Anyway, you might think that I would be utterly disappointed
that the record I wanted for 30 + years wasn’t nearly as good as I thought it
would be, but you’d be wrong. The amount
of ass Cub kicks on this album looks like a Chuck Norris
movie body count. If you like your Rock
N’ Roll straight with no chaser, this is the shit. Cub doesn’t make any mistakes here. There’s one ballad, Crazy
People and it’s completely okay and holds its own against some
killer Rock N’ Roll.
Welcome to My Job kills it. The cover of Moon Martin’s
Cadillac Walk stomps the original (which is killer).
Everything here is fantastic.
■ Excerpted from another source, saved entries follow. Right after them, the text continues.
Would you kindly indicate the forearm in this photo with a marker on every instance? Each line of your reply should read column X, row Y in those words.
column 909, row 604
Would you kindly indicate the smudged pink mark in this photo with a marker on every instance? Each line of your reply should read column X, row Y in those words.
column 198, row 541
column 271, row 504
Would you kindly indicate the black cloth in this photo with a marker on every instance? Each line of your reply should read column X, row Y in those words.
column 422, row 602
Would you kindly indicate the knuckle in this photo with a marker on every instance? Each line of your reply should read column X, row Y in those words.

I know this is the kind of record I’ve built
up in my head over these thirty years so it couldn’t possibly measure up, but
this is absolutely the Rock N’ Roll record I knew Cub could make. I mean, Brownsville
Station brought the Rock in spades, but Cub’s enthusiasm and his
mainline into the soul of Rock itself is what made them good. If you find this, you should buy it.
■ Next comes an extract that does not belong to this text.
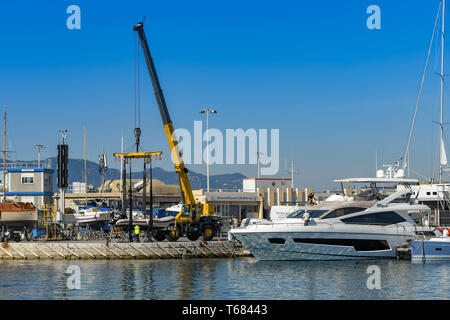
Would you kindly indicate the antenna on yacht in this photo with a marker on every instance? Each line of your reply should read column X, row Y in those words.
column 292, row 171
The record itself is pink, midweight and flat as a
republican’s head. Sound quality is
perfectly acceptable, but you won’t lose your shit over it. It’s a Rock N’ Roll record, and that’s what
it sounds like. Mine has some weirdness
to it. There’s a small staple in the
upper left hand corner. There’s the cut
corner on the right, and there’s some writing on the back that says
WABX
next to Pound It Out and Jail
Bait. Did this copy come from
WABX in Detroit? I don’t know.
It has a Record Revolution sticker on it ($1.99 – are
you kidding? None of you bought this for
that? You’re crazy), and a weird gouge
that looks like they were gonna cut the bottom right corner instead of the
top. I don’t care about the cover
condition. It obviously has a history,
but I may be the only one that ever tossed it onto a turntable. Which is cool by me.